If you prefer a fruitier note, incorporate a swirl of raspberry or strawberry preserves into the filling before chilling. For a festive look, garnish with chocolate shavings, extra toasted marshmallows, or even a sprinkle of edible gold dust. The recipe adapts beautifully to mini cheesecake cups for individual servings, perfect for parties.
Storage and Reheating
Store your No-Bake S’mores Cheesecake covered tightly in the refrigerator for up to 4 days. For longer storage, freeze the cheesecake for up to one month; thaw overnight in the refrigerator before serving.
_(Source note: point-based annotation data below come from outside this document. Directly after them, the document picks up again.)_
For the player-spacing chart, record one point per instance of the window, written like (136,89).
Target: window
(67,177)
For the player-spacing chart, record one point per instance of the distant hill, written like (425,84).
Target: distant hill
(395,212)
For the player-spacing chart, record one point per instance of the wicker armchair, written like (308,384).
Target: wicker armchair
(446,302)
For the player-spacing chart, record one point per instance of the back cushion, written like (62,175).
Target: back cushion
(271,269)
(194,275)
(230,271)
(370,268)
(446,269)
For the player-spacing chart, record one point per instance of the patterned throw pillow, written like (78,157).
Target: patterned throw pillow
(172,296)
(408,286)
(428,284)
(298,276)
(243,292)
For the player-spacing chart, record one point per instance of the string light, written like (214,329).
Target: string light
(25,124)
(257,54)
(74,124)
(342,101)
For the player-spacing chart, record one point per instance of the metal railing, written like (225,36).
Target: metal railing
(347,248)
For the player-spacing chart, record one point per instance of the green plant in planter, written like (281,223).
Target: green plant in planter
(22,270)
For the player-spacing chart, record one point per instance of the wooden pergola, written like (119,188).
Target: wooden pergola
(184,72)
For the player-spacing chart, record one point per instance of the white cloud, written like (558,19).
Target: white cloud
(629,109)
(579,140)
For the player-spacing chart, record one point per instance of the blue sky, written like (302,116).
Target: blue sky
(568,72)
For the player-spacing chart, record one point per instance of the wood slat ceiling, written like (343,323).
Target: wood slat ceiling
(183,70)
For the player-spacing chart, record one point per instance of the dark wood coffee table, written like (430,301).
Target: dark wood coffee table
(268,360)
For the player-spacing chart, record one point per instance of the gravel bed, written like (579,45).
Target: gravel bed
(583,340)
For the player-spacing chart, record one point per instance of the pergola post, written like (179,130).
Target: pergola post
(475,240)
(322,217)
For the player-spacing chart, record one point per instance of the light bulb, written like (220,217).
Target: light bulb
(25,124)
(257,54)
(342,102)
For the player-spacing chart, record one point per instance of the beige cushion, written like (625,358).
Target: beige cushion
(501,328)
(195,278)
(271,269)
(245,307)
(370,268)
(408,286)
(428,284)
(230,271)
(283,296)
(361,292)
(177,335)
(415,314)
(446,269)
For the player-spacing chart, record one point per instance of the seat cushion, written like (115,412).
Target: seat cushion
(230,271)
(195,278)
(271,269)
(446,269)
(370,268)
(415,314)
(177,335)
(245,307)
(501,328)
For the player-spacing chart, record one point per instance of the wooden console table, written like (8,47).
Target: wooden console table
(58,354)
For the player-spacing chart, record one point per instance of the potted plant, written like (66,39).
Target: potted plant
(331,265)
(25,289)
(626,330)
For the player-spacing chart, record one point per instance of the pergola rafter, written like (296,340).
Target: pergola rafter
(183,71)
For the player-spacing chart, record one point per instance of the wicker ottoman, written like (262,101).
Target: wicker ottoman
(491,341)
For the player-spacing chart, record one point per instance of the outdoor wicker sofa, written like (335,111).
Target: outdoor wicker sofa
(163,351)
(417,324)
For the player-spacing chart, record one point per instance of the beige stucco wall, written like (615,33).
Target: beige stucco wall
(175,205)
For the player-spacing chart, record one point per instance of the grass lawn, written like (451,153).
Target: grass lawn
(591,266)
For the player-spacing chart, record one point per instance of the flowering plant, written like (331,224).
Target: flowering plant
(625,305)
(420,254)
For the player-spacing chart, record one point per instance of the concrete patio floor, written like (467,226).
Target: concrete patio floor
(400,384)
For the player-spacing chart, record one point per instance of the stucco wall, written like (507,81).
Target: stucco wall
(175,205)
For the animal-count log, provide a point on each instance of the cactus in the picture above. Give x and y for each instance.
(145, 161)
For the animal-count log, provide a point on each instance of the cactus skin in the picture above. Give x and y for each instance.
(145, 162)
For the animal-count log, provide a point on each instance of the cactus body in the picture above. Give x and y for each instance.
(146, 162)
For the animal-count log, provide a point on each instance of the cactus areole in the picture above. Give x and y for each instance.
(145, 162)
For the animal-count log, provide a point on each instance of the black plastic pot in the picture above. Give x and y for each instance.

Because this is a chilled dessert, reheating is not recommended. Enjoy it cold and creamy, straight from the fridge for the best flavor and texture experience.
Serving Suggestions
Serve slices of the No-Bake S’mores Cheesecake with a side of fresh berries or a drizzle of raspberry coulis to cut through the richness with a pop of tartness. A scoop of vanilla bean ice cream adds extra indulgence. For drinks, pair with a cup of rich coffee, a glass of creamy hot chocolate, or a smooth dessert wine such as a late harvest Riesling or Moscato.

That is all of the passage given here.